Legend has it that the first of these twin-fuselage air speeders was designed by a brilliant Duros pilot who had the misfortune to be married to a nagging spouse. After one particularly argumentative trip in their speeder, the pilot decided that she wanted to have some privacy. As murder and divorce were out of the question, she set about designing a craft where she could still fulfill her piloting obligations while remaining happily isolated from her partner’s incessant blather. The result was the first of these now-familiar air speeders. Some companies that make them still adhere to the original design specs where the passenger’s pod is not provided with a communicator.

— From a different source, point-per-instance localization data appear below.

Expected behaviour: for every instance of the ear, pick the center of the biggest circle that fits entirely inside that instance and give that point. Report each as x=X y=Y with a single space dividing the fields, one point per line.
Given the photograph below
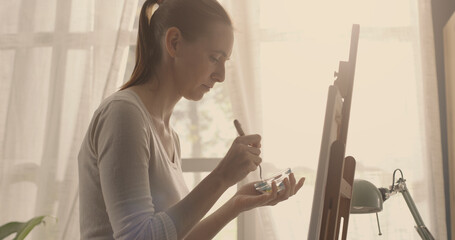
x=173 y=40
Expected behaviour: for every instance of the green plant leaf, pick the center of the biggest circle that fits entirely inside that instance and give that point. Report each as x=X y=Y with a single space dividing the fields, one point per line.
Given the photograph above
x=21 y=228
x=9 y=228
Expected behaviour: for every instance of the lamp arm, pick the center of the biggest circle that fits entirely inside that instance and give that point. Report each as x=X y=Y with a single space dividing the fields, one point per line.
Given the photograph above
x=420 y=227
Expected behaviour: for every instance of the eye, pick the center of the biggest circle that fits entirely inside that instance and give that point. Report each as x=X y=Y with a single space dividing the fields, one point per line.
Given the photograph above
x=214 y=59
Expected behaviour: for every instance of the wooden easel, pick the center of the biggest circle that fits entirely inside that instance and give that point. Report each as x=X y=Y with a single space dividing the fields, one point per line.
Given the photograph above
x=340 y=176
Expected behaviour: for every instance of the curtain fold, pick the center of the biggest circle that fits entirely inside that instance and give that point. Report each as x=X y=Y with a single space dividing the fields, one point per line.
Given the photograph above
x=59 y=59
x=432 y=145
x=449 y=62
x=244 y=85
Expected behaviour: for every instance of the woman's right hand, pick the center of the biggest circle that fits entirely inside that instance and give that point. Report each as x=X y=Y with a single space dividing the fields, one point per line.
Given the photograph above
x=241 y=159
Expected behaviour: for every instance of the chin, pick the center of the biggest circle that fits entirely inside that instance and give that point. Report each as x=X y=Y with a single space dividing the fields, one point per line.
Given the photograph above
x=194 y=97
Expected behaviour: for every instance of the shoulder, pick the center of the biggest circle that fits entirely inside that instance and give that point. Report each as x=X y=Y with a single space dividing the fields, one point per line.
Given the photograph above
x=122 y=104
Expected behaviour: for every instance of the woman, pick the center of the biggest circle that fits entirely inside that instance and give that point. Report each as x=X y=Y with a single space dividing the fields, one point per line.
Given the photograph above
x=131 y=183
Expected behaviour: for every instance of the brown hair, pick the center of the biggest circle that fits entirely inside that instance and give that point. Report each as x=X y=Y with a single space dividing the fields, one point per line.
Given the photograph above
x=191 y=17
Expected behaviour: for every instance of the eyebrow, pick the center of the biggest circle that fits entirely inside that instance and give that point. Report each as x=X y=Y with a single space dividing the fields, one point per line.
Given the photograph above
x=222 y=53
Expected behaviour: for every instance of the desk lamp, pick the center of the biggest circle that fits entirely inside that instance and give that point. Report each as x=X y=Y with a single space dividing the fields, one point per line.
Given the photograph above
x=366 y=198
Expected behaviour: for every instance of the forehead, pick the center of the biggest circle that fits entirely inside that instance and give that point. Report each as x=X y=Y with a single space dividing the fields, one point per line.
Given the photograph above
x=220 y=37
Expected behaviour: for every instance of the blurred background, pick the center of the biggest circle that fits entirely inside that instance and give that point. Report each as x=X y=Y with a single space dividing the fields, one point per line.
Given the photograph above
x=59 y=59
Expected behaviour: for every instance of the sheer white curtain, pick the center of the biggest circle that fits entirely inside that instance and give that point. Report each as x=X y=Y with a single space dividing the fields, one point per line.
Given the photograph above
x=283 y=62
x=58 y=60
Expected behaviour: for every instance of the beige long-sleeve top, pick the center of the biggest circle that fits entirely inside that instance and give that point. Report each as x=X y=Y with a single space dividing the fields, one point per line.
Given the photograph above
x=126 y=178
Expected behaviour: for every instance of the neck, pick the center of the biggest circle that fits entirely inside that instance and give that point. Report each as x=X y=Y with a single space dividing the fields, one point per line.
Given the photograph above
x=159 y=95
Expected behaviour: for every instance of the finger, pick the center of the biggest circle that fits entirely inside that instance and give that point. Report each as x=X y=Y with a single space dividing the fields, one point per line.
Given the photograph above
x=257 y=145
x=287 y=189
x=249 y=139
x=293 y=182
x=254 y=150
x=252 y=167
x=299 y=184
x=256 y=160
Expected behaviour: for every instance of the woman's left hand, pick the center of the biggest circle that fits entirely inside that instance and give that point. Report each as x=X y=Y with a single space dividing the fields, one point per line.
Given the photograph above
x=247 y=197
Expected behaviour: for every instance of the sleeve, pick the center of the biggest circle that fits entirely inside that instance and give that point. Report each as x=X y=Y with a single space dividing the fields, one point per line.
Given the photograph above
x=123 y=162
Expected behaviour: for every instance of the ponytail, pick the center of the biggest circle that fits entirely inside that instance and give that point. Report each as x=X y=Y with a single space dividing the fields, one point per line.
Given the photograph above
x=148 y=48
x=192 y=17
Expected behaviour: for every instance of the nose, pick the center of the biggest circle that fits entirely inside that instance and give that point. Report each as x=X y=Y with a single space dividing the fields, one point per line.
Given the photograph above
x=219 y=73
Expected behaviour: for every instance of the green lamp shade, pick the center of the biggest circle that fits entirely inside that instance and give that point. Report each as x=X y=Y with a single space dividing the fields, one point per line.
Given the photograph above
x=366 y=198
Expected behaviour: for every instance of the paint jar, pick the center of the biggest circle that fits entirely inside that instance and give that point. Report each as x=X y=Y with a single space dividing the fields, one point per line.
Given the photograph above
x=265 y=185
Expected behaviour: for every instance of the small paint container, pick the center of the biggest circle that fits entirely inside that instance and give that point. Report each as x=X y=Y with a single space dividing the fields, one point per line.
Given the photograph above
x=265 y=185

Performance-wise, there is much to recommend the cloud car airspeeder. Its controls are simple and configured to enable any humanoid pilot to instinctively grasp the rudiments of piloting the speeder after minimal instruction. It possesses blazing speed and superb maneuverability, courtesy of a well-thought-out arrangement of thrusters and repulsorlift generators. The pods boast small compartments around the rear fuselage and along the supporting boom for custom arrangement of ballast, allowing the pilot to customize the balance of his ship to his liking. This is especially popular on the racing circuit, where skilled or crazed pilots push the limits of performance in stripped-down versions of this air speeder. Standard models of the air speeder come with a basic navigational assistance package including a terrain-following sensor to aid in safety. This is often the first piece of gear removed by the more skilled, or most thrill-seeking, pilots and their crew.
Apart from the racing version, an armed version of the air speeder was available from a number of manufacturers in the recent past. However, the addition of the light blaster cannons and their assortment of auxiliary systems degraded the performance of the vehicle to an unacceptable degree, and most armed models have had their armament removed and been transferred to non-combat roles or retired in favour of a dedicated combat airspeeder. The base model remains popular even now, several centuries since the first speeder rolled off the production line and manufacture shows no sign of ceasing.